Micheron’s point, however, isn’t only about terrorists’ AI-enabled information warfare. “Europe needs to realize what’s happening right now,” he told Le Point. In social media’s global hothouse, the jihadists aren’t only serving their own cause; they’re adding to the fodder available to Russia, Iran, and others who are stoking clashes on Gaza, Ukraine, and domestic conflicts in Europe in a far broader effort to delegitimize European democracies.
“(Europe’s) enemies aren’t content with carrying out cyberattacks; they’re engaged in a vast smear campaign. It’s become extremely difficult to make a strong European voice heard.” In Micheron’s view, it’s just the beginning. “(Thousands) of language models (programs enabling computers to understand human language) freely available on the Internet are capable of transforming any illiterate person into a gifted propagandist.”
Micheron, of course, isn’t the only one sounding the alarm about AI. Ostensibly angst-ridden, AI’s creators are wringing their hands.
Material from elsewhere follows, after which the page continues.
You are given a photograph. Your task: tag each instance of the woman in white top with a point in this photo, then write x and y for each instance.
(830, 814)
So are regulators, political leaders, and the commentariat. Deep fake calls purportedly from President Biden encouraging voters to stay home in the New Hampshire primary rang bells last month. Warnings about AI’s use in the presidential race are proliferating, as are similar fakes and anxieties from Slovakia and Indonesia to India where AI-spawned disinformation already has appeared this year.
Warnings are one thing, actions another. Unfortunately, the usual suspects are producing the usual results. The Federal Communications Commission and the Federal Election Commission are publishing prohibitions on various AI uses and putting rules in place. In Congress, the House has launched a task force to do “research.” And the tech giants, now racing to embed AI in their platforms while opposing bans on AI’s political use, have announced a pact to adopt, as they piously described, “reasonable precautions.”
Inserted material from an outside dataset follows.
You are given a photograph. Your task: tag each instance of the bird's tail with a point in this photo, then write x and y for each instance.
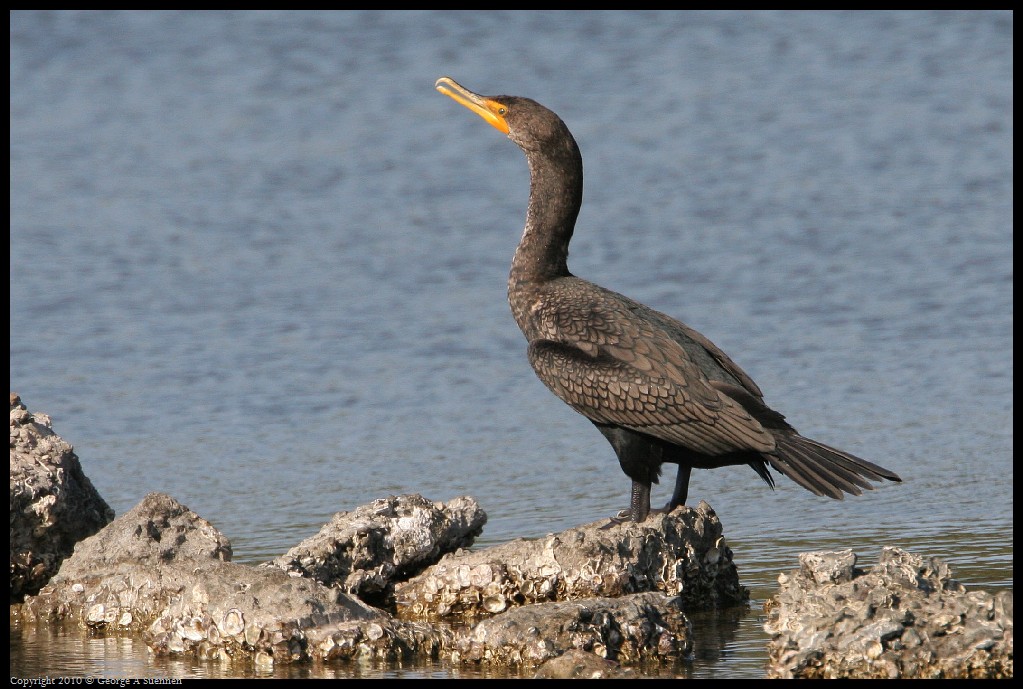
(823, 469)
If Silicon Valley’s billionnaires are worried about the threat to their bottom line from government diktats, they can sleep easy. Marinating in their own disinformation over stolen elections and the media’s anti-conservative bias, the Republicans are doing their election-year best to geld the Cybersecurity and Infrastructure Security Agency. The homeland security component reportedly has pulled back from its effort to marshal social media and state election officials to cope with the growing disinformation threat.
And the view from Europe? “Today,” Micheron told Le Point, “we are too content to regulate. We must learn to defend ourselves…. Europe plays acoustic music in the middle of the techno parade that is the information war. Europe may produce the most beautiful music, but no one hears it in the din.”
Substitute the United States for the name of the continent in Micheron’s metaphor and there’s no need to change a word.